The War of the Worlds (1898), a science fiction novel by H. G. Wells, is the first-person narrative of an unnamed protagonist's and his brother's adventures in Surrey and London as Earth is invaded by Martians. Written in 1895–97, it is one of the earliest stories that detail a conflict between mankind and an extraterrestrial race. The novel is one of the most commented-on works in the science fiction canon.
The War of the Worlds has two parts, Book One: The Coming of the Martians and Book Two: The Earth under the Martians. The narrator, a philosophically inclined author, struggles to return to his wife while seeing the Martians lay waste to southern England. Book One imparts the experience of his brother, also unnamed, who describes events in the capital and escapes the Martians by boarding a ship near Tillingham on the coast sixty-five miles northeast of London and is not mentioned again.
The plot has been related to invasion literature of the time. The novel has been variously interpreted as a commentary on evolutionary theory, British imperialism, and generally Victorian superstitions, fears and prejudices. At the time of publication it was classified as a scientific romance, like his earlier novel The Time Machine. The War of the Worlds has been both popular,having never gone out of print and influential, spawning half a dozen feature films, radio dramas, a record album, various comic book adaptations, a television series, and sequels or parallel stories by other authors. It has even influenced the work of scientists, notably Robert Hutchings Goddard.

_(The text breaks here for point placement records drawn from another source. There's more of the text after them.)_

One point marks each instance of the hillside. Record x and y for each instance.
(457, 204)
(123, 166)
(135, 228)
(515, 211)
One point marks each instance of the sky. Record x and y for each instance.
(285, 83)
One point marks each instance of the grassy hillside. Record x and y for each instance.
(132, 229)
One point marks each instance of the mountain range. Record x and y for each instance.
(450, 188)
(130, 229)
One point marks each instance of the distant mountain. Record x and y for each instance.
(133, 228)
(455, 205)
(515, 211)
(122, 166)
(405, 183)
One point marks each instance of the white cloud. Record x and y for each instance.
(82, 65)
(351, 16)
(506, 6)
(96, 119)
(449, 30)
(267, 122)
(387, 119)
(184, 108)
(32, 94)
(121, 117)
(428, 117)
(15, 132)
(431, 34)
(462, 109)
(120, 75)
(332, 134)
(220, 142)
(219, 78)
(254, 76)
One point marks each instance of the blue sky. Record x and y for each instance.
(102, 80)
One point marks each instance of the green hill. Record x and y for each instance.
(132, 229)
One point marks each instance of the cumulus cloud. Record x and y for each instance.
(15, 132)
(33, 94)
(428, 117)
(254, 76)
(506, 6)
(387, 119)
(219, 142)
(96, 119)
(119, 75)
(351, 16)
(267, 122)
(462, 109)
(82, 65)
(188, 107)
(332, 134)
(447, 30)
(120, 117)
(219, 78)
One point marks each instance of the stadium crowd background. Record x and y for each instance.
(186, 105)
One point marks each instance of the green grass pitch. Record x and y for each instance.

In 1895, Wells was an established writer and he married his second wife, Catherine Robbins, moving with her to the town of Woking in Surrey. Here he spent his mornings walking or cycling in the surrounding countryside, and his afternoons writing. The original idea for The War of the Worlds came from his brother, during one of these walks, pondering on what it might be like if alien beings were suddenly to descend on the scene and start attacking its inhabitants.
Much of The War of the Worlds takes place around Woking and nearby suburbs. The initial landing site of the Martian invasion force, Horsell Common, was an open area close to Wells's home. In the preface to the Atlantic edition of the novel, he wrote of his pleasure in riding a bicycle around the area, and imagining the destruction of cottages and houses he saw, by the Martian heat-ray or the red weed. While writing the novel, Wells enjoyed shocking his friends by revealing details of the story, and how it was bringing total destruction to parts of the South London landscape that were familiar to them. The characters of the artilleryman, the curate and the medical student were also based on acquaintances in Woking and Surrey.
In the present day, a 23 feet high sculpture of a tripod fighting machine, entitled 'The Martian', based on the description in The War of the Worlds, stands in Crown Passage, close to the local railway station, in Woking, designed and constructed by artist Michael Condron.